After that came a summer of stock in Bridgton, Me., and before the summer was over, she also read her lines before a justice of the peace with Jay Julien, a young lawyer-producer (his latest play: A Hatful of Rain).

Back in New York she joined the Actors' "Studio, and had three small parts on Broadway. "I was using my guts, all right," she says, "but not my head. I hadn't learned the difference between inspiration and technique. In The Young and Fair she played a boarding-school kleptomaniac, and under Harold Clurman's direction she began to meld emotion with intelligence. On opening night she stopped the show with her big scene.

Exquisite Problem. The lightning had struck, and as Julie's fame flickered hopefully, Director Clurman poured on it some explosive material: the part of Frankie in Carson McCullers' Member of the Wedding. It was make or break for Julie. At 24, she was asked to play a girl of twelve, a poor little nobody-wants-it that has just burst angry out of the egg to stagger about on guessing feet, with one world in pieces behind it and the next not yet ready to offer its warm wing. The part was cruelly long and difficult, and the actress found herself braced between fierce tensions. The mood was Tarkington, but it was Proust as well. Frankie was a kind of kitchen Hamlet but a kind of failed Huck Finn besides, and almost more boy than girl. She was the apotheosis of the awkward age, and an ungentle reminder that it may last from 8 to 80. She was, in short, the hurt little truth about growing up, and it was Julie's exquisite problem to make people laugh at her and cry at themselves in the same breath.

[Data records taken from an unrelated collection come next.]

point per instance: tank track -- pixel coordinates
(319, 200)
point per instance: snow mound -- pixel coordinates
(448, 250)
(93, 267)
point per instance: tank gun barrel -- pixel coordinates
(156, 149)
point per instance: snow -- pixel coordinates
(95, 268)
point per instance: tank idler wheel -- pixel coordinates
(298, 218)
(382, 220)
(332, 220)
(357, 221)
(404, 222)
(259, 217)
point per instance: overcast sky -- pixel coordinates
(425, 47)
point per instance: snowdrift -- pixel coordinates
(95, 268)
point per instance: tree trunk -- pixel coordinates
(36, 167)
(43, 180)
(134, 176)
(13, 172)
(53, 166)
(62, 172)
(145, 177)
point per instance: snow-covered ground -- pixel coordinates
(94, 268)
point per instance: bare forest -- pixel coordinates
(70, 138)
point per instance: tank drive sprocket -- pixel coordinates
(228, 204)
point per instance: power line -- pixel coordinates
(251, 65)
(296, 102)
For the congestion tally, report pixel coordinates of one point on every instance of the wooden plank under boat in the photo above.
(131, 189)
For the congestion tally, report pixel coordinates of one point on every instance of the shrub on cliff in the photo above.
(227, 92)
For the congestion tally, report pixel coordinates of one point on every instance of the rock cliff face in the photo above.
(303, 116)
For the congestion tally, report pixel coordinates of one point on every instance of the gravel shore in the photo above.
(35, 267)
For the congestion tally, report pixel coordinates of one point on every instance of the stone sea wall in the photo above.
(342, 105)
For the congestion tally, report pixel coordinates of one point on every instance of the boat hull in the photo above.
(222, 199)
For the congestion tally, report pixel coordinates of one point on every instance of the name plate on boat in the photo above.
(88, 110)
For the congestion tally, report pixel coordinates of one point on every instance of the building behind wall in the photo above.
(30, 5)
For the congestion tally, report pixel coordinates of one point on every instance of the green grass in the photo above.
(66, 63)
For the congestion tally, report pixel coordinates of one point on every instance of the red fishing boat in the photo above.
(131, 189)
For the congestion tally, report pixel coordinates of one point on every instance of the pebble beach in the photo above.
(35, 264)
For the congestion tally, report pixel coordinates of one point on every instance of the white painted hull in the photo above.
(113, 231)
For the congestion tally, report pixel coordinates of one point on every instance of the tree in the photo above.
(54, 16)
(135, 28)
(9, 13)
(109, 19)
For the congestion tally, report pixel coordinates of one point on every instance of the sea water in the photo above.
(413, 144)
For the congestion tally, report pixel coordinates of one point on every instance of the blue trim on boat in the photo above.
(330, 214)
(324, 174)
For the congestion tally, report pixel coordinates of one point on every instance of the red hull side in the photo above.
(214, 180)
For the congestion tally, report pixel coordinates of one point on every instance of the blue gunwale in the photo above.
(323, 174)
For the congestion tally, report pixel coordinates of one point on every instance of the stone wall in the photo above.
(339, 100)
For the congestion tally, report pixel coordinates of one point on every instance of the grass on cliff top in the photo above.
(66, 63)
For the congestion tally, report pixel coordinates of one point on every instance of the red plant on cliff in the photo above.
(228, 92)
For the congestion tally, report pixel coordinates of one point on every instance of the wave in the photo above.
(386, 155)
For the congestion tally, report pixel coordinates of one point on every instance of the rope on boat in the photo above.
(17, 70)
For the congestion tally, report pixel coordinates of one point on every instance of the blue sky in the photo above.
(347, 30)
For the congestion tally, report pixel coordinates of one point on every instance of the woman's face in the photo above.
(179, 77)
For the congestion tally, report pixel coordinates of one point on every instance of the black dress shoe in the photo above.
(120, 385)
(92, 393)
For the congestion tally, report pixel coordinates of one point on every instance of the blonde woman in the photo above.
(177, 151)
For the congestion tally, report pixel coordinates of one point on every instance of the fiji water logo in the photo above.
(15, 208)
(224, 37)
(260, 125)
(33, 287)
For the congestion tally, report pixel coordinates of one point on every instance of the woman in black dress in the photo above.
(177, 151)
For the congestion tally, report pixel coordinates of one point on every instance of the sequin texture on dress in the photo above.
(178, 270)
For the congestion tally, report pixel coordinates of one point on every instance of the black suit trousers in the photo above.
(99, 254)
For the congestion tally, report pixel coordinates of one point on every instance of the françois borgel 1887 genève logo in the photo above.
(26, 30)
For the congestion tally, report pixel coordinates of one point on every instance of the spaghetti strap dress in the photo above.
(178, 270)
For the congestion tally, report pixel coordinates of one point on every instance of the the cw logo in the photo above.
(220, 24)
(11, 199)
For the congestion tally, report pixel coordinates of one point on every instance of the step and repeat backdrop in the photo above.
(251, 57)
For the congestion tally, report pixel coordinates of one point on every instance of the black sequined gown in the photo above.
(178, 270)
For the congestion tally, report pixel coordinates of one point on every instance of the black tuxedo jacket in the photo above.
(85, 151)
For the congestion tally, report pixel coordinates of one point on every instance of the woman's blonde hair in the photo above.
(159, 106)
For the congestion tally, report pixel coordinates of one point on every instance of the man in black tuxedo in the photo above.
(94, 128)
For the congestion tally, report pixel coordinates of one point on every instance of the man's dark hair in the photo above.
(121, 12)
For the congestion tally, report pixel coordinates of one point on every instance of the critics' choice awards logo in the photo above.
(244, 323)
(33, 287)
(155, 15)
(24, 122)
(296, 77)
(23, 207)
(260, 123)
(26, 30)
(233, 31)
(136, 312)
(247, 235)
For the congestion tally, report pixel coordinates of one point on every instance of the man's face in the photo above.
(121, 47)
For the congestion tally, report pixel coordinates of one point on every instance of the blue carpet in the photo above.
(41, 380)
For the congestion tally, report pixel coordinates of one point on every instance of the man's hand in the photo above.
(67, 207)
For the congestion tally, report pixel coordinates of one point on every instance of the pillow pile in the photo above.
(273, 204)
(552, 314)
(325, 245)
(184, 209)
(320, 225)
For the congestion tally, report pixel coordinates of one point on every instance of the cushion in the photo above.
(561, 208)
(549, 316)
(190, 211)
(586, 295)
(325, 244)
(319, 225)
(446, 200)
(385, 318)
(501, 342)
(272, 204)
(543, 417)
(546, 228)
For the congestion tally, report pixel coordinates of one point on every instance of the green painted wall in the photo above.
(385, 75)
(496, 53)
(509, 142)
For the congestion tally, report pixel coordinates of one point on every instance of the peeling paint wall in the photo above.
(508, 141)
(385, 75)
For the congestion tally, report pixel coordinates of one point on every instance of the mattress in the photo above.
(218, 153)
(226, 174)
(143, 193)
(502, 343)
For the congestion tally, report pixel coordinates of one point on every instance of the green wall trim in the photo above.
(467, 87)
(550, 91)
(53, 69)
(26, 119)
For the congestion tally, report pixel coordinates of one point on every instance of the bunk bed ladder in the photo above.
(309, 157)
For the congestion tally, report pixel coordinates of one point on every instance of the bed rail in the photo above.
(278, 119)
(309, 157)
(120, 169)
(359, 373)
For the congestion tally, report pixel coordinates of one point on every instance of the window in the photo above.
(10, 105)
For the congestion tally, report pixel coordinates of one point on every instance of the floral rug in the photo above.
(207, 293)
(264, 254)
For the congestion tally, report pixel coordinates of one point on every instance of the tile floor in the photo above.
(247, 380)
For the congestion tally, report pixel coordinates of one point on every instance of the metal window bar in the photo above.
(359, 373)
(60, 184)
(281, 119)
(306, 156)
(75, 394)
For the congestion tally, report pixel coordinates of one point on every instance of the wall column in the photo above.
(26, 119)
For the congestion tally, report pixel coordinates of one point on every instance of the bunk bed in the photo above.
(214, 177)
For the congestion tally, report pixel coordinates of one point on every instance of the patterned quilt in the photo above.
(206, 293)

She did. She saw in Frankie a magnificent chance to suffer the unhappy childhood she had been denied, and she suffered it right down to her dirty toes. As she splattered through her supper, grumped at cards, slashed about the kitchen with a carving knife or preened luridly in a grown-up's party dress, the wound of adolescence opened slowly on the stage for all to see. At season's end she got a Donaldson award as the year's best supporting actress. A year later she went to Hollywood to make the movie version.

Best Actress. In the land where girls are classed as oranges, grapefruits and lemons, Julie on her own report was received as "a strange object." On the set she scuffed about barefoot "to get into the mood for the part." A columnist reported that whenever Director Fred Zinnemann made a suggestion, she would say quietly: "This is the way we did it in the play." He would retire and the shooting would continue. Offstage she lived "a monastic life," although she did at last get to meet Bette Davis. "She was wonderful!" says Julie. "She looks just like she does in the movies."